Abstract

Modulation of gene expression via nucleic acid sequence-specific intervention represents a new paradigm for drug discovery and development. Ribozymes are small RNA structures capable of cleaving RNA target molecules in a catalytic fashion. A 2'-O-allyl-modified hammerhead ribozyme designed to cleave the messenger RNA of cytochrome P-450 3A2 was administered to rats via 0.25 mg intravenous injections to investigate the disposition of this compound. The chemically modified ribozyme binds to serum albumin and can be displaced by phosphorothioate oligonucleotides. A biphasic plasma clearance with a distribution half-life of 12 min and an elimination half-life of 6.5 h was observed. A volume of distribution of 2.1 l/kg indicates perfusion into tissues well beyond the vascular system. The chemically modified ribozyme can be detected intact in the plasma up to 48 h after injection. Metabolic degradation of the chemically modified ribozyme occurs at unmodified ribonucleotides, leaving the 2'-O-allyl-modified sites intact.

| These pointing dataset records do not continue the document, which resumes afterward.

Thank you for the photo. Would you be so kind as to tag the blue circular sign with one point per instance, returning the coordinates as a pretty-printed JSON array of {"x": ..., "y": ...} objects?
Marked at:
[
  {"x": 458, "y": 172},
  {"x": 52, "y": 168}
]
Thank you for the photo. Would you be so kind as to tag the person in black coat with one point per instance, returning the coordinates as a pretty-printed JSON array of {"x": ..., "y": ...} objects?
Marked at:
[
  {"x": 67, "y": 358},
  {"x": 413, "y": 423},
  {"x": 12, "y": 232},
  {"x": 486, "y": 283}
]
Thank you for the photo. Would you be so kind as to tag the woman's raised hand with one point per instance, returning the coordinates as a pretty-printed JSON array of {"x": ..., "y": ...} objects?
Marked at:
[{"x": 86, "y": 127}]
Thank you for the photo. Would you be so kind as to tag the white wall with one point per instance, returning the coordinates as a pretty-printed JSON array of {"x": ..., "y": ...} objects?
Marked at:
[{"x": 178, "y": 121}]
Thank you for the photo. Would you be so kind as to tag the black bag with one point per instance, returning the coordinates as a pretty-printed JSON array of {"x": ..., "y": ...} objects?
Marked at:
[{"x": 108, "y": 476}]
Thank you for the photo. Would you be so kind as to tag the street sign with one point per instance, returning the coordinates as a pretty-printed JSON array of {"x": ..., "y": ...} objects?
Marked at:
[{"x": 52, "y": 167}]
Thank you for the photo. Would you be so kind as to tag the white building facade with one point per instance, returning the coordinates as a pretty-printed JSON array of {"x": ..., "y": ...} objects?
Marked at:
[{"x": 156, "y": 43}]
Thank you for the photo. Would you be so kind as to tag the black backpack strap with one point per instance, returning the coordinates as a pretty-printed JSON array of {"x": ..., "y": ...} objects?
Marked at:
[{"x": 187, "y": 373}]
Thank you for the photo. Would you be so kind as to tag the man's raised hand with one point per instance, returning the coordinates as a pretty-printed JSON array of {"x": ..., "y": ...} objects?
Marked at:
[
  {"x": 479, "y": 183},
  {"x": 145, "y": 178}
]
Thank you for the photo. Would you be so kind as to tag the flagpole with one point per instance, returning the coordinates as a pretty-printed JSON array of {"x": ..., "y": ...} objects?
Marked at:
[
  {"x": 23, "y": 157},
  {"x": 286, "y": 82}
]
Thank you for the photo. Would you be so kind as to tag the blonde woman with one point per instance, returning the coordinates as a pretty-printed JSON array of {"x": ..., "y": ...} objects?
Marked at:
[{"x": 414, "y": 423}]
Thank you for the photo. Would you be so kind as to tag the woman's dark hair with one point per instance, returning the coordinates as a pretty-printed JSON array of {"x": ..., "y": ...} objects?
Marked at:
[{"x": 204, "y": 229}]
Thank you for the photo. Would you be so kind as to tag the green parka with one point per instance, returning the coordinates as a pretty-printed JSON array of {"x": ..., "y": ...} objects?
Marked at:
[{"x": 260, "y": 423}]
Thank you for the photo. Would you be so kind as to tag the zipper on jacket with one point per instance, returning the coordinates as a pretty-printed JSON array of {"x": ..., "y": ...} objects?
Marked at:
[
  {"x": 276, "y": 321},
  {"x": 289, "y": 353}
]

Recovery of intact chemically modified ribozyme was 1.9% of the administered dose at 12 h along with significant metabolites. The renal clearance of the intact ribozyme is an average 34.3 ml/h. The tissue distribution of the chemically modified ribozyme at 48 h is primarily to kidney and liver but the only detected material is a single 27-mer metabolite that has been cut in the unmodified GAAA region. The brain concentration of the prominent 27-mer metabolite is greater than that observed in the lung or spleen. Examination of tissues reveals no morphological evidence of toxicity. These data strongly support the potential utility of synthetic, 2'-O-allyl-modified hammerhead ribozymes as therapeutic agents in vivo.